Open and Closed Intervals: A Problem for ML Inference But Not Bayes
Does maximum likelihood inference have a support problem?
Maximum likelihood (ML) has a problem with parameters that take values in open sets (Is that all of them? Almost!). Bayesian inference doesn't obviously have this problem.
Briefly, using maximum likelihood, how many of you out there know how to put a standard deviation/standard error or a confidence interval on a probability when you get a result of y = 0 out of n = 20 independent Bernoulli(\pi) trials? How about if you get a variance estimate of \tau-hat=zero in a random intercept model for longitudinal data? Selfcheck: I know how to set a CI for \pi, I did it once on a test too, fortunately a take home test. But I don't know how to do this for the variance parameter. Maybe I could figure it out, inverting a likelihood ratio test or something. And I haven't a clue how to construct a SE in these situations. Even if we can solve the question for \pi and \tau, the serious problem is constructing a confidence interval for \pi_1 - \pi_2, the difference in probability of success in treatment minus control groups. For the random intercept model, the problem is comparing \mu_2, the treatment mean to control mean \mu_1, where we've randomized groups to treatment or control, and we need to estimate the intraclass correlation coefficient to properly estimate the SE of the estimated mean difference.
But these difficulties are not problems I ever have using Bayesian inference. Never. Not once. Data yes: I've had y=0 out of n=20 walk in the door as part of a short term consulting problem. And variance estimates of zero seem to happen every second analysis in group randomized trials when we are using SAS or similar software. We spend a ton of time trying to fix the resulting inferences. But as a Bayesian, I spend my time on modeling data, not on fixing the problems with ML inference.

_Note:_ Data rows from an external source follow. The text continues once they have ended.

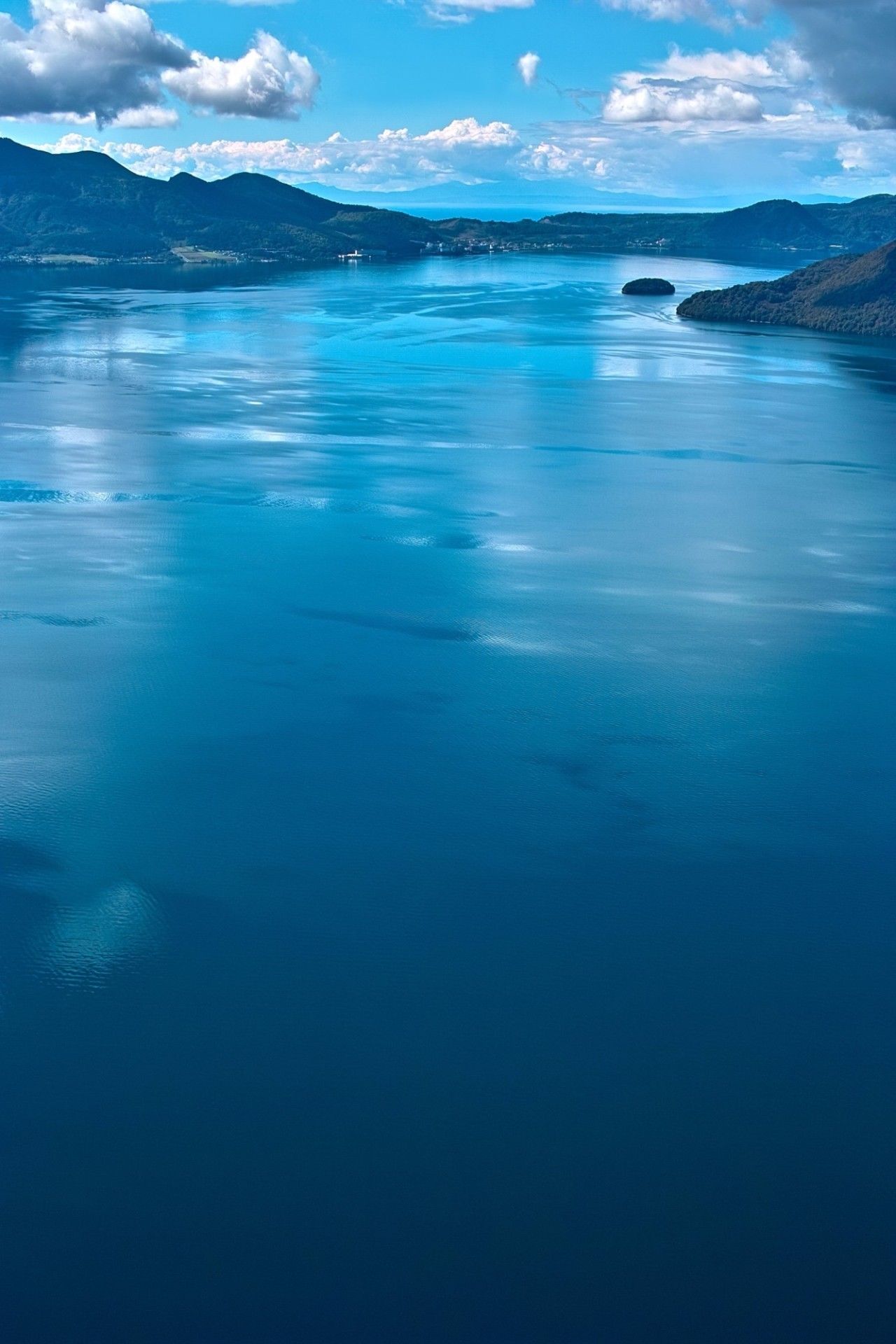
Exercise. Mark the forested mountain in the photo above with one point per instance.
(86, 204)
(853, 295)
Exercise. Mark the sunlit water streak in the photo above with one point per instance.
(447, 839)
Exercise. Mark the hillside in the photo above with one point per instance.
(86, 204)
(852, 295)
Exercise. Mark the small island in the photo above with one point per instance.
(649, 286)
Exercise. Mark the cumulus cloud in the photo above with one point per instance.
(713, 13)
(464, 11)
(106, 61)
(528, 67)
(678, 104)
(267, 81)
(852, 49)
(850, 45)
(463, 151)
(798, 153)
(96, 61)
(713, 86)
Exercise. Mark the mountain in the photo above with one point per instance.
(88, 206)
(852, 295)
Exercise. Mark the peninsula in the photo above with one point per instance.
(848, 295)
(88, 207)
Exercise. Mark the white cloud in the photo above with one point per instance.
(464, 11)
(88, 61)
(267, 81)
(106, 61)
(659, 102)
(528, 67)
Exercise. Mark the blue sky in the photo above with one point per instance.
(592, 101)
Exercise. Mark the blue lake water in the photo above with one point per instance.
(447, 780)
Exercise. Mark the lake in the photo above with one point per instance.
(447, 835)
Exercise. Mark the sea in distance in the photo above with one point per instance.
(447, 835)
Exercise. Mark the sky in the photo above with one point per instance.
(597, 102)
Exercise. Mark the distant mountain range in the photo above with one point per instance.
(852, 295)
(89, 207)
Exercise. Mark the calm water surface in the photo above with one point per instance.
(447, 780)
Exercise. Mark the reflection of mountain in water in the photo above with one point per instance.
(85, 944)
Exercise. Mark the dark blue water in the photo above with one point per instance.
(447, 848)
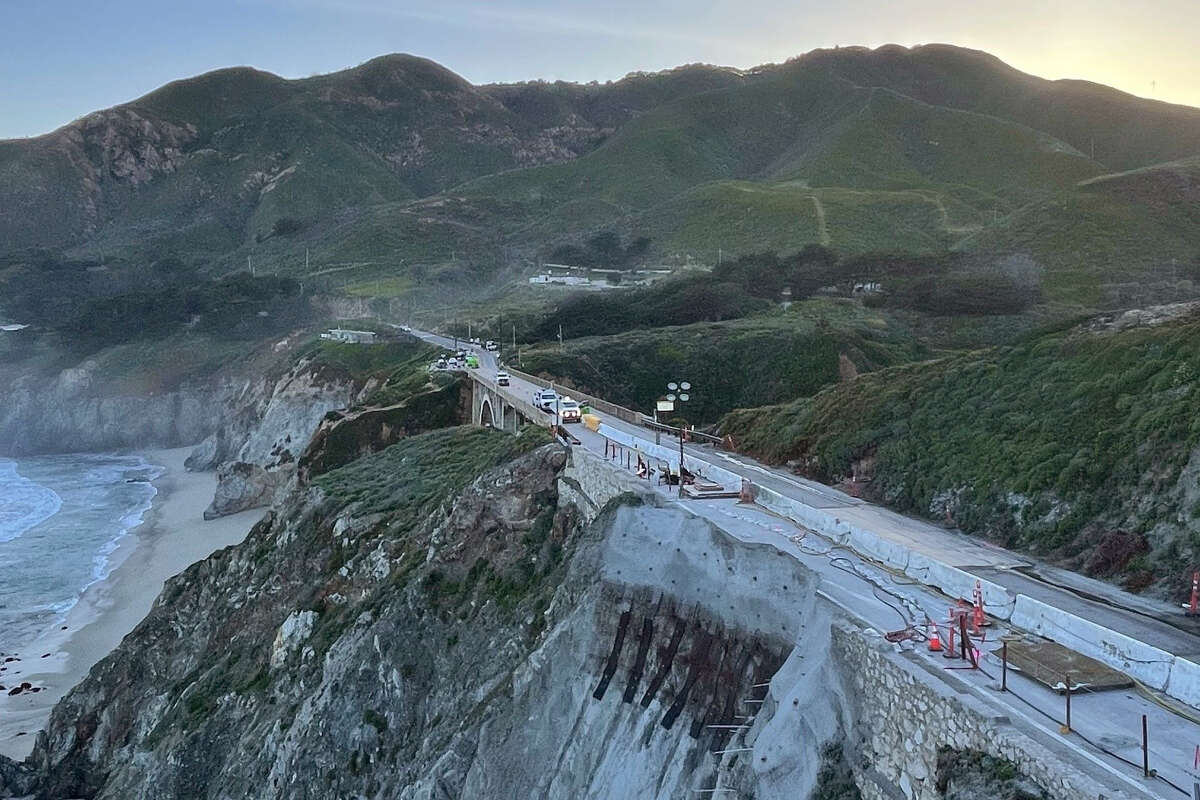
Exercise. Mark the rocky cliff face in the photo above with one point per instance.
(415, 626)
(65, 414)
(268, 423)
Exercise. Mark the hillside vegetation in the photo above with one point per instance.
(1079, 444)
(397, 175)
(745, 362)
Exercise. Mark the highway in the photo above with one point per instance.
(1109, 720)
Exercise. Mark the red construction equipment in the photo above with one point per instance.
(978, 620)
(935, 641)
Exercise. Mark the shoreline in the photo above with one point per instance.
(173, 535)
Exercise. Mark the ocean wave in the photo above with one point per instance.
(99, 498)
(23, 503)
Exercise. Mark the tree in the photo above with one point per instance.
(606, 248)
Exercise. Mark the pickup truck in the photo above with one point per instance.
(569, 410)
(545, 400)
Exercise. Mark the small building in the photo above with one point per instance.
(559, 280)
(349, 337)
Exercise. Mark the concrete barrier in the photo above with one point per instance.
(599, 404)
(1185, 681)
(1138, 660)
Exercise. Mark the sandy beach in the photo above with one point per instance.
(173, 536)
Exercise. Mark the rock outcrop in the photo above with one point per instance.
(64, 413)
(269, 422)
(471, 637)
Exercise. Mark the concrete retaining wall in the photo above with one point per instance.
(1138, 660)
(1176, 677)
(904, 716)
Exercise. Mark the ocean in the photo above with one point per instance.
(61, 518)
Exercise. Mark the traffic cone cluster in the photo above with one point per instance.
(978, 620)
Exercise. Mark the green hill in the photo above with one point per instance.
(1073, 444)
(403, 170)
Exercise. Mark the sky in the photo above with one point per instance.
(61, 59)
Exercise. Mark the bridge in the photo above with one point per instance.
(891, 570)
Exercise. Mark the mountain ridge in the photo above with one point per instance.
(402, 166)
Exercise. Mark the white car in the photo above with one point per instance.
(545, 400)
(569, 410)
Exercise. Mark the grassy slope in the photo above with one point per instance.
(900, 150)
(737, 364)
(1089, 432)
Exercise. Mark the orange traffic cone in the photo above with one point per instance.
(935, 641)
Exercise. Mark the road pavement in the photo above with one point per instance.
(1107, 725)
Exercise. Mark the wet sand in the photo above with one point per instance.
(173, 536)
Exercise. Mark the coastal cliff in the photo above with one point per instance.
(436, 620)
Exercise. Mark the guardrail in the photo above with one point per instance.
(603, 405)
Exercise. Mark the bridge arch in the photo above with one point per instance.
(486, 415)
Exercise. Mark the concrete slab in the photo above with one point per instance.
(1051, 665)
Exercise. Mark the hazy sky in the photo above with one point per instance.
(63, 59)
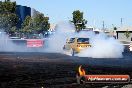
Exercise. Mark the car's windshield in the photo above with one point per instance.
(83, 40)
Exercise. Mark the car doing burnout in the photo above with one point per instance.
(75, 45)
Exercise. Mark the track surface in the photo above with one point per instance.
(53, 70)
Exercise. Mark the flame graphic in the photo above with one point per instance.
(81, 71)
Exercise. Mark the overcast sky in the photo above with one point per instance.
(95, 11)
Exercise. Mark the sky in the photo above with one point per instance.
(95, 11)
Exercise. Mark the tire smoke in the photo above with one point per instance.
(102, 45)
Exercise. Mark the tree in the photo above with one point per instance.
(115, 28)
(78, 20)
(40, 23)
(127, 33)
(37, 24)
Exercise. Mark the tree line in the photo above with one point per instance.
(9, 20)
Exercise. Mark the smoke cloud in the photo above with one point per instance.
(102, 45)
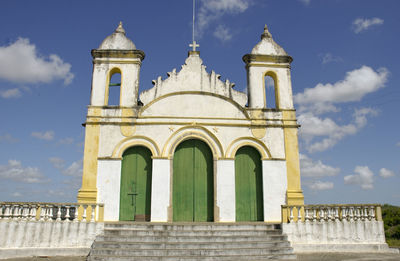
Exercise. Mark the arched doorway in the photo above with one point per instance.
(248, 185)
(135, 196)
(193, 182)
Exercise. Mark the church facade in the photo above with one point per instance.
(192, 148)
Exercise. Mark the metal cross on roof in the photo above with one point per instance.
(193, 44)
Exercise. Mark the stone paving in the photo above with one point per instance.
(300, 257)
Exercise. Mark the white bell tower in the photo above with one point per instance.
(116, 54)
(268, 59)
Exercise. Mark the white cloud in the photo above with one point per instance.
(16, 194)
(354, 87)
(66, 141)
(310, 168)
(330, 132)
(16, 172)
(385, 173)
(8, 138)
(21, 63)
(74, 170)
(305, 2)
(212, 10)
(58, 163)
(320, 185)
(47, 135)
(10, 93)
(363, 178)
(328, 58)
(222, 33)
(360, 24)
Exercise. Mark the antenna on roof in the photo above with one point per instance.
(193, 44)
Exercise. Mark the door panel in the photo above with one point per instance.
(193, 186)
(135, 197)
(248, 184)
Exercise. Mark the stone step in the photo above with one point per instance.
(189, 245)
(171, 233)
(191, 241)
(191, 252)
(193, 226)
(220, 238)
(191, 258)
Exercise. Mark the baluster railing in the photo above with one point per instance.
(324, 213)
(58, 213)
(93, 215)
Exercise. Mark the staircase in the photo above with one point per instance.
(191, 241)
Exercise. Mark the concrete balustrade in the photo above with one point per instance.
(61, 212)
(321, 213)
(48, 229)
(335, 228)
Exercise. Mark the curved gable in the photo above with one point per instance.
(193, 77)
(194, 105)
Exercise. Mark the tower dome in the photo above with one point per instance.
(267, 46)
(117, 41)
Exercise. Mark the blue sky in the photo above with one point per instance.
(344, 75)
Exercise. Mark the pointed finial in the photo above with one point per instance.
(266, 33)
(120, 29)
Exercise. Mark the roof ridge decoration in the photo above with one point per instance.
(193, 77)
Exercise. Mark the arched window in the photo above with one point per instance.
(114, 88)
(270, 92)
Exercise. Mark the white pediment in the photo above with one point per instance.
(193, 77)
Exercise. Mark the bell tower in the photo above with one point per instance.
(117, 54)
(269, 60)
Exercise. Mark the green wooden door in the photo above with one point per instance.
(135, 184)
(248, 184)
(193, 182)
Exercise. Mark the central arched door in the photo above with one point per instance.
(248, 185)
(135, 193)
(193, 182)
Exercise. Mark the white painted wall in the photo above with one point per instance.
(108, 187)
(33, 238)
(160, 190)
(226, 190)
(274, 189)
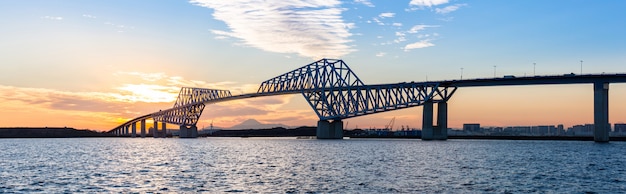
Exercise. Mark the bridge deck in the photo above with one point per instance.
(538, 80)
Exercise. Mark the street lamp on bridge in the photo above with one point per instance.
(494, 71)
(581, 66)
(461, 72)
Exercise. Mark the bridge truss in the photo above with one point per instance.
(330, 87)
(189, 105)
(335, 92)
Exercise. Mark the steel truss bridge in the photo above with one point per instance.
(335, 93)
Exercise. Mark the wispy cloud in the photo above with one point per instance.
(89, 16)
(418, 28)
(365, 2)
(420, 44)
(427, 3)
(58, 18)
(449, 9)
(387, 15)
(311, 28)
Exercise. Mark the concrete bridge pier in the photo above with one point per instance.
(439, 131)
(143, 128)
(133, 133)
(188, 131)
(329, 130)
(601, 112)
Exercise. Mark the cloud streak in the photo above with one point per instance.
(312, 29)
(427, 3)
(420, 44)
(449, 9)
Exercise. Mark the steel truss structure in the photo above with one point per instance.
(347, 102)
(189, 105)
(335, 92)
(331, 88)
(325, 73)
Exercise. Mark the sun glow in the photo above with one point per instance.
(148, 93)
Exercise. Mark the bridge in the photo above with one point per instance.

In Bayesian inference, we put a prior density on an open set such as (0,1) for a probability or the positive real line for a variance. Poster densities live on the same open set -- Bayesian inference works fine. For ML inference, estimates live on the closed set: probabilities may be estimated in the closed set [0,1] and variances are estimated on zero plus the positive real line. The ML paradigm creates estimates and then uses those estimates in further needed calculations, such as for standard errors and for confidence intervals. ML estimates on the boundary can't be used in the usual SE or CI formulas, they do not come with natural standard error estimates. This causes enormous headaches for ML inference, though it appears to be a blessing for statisticians who need tenure as it gives them plenty of grist for writing papers about cones and all sorts of cool (or obscure depending on your viewpoint) mathematics.
It's a matter of support. Bayesian inference you have to specify the support of the prior density. In classical statistics, getting the support right is usually a matter of finding out your approach is giving silly answers and you need to fix the approach. These fixes are ad hoc and require lots of papers to be published, creating an inflated working class of (inflated) tenured frequentist statisticians. :-) As the silliness gets more subtle, more work goes into the fixes than in rejecting the approach in the first place. Go back in time to yesteryear when the method of moments was popular. A serious problem occurred in variance component models giving negative estimates of variance. Negative estimates of variance! "But," sputters the frequentist statistician, "we don't do that any more." Fine, but you've still get a support problem.
ML statisticians should start wearing support hose to help support their support problem.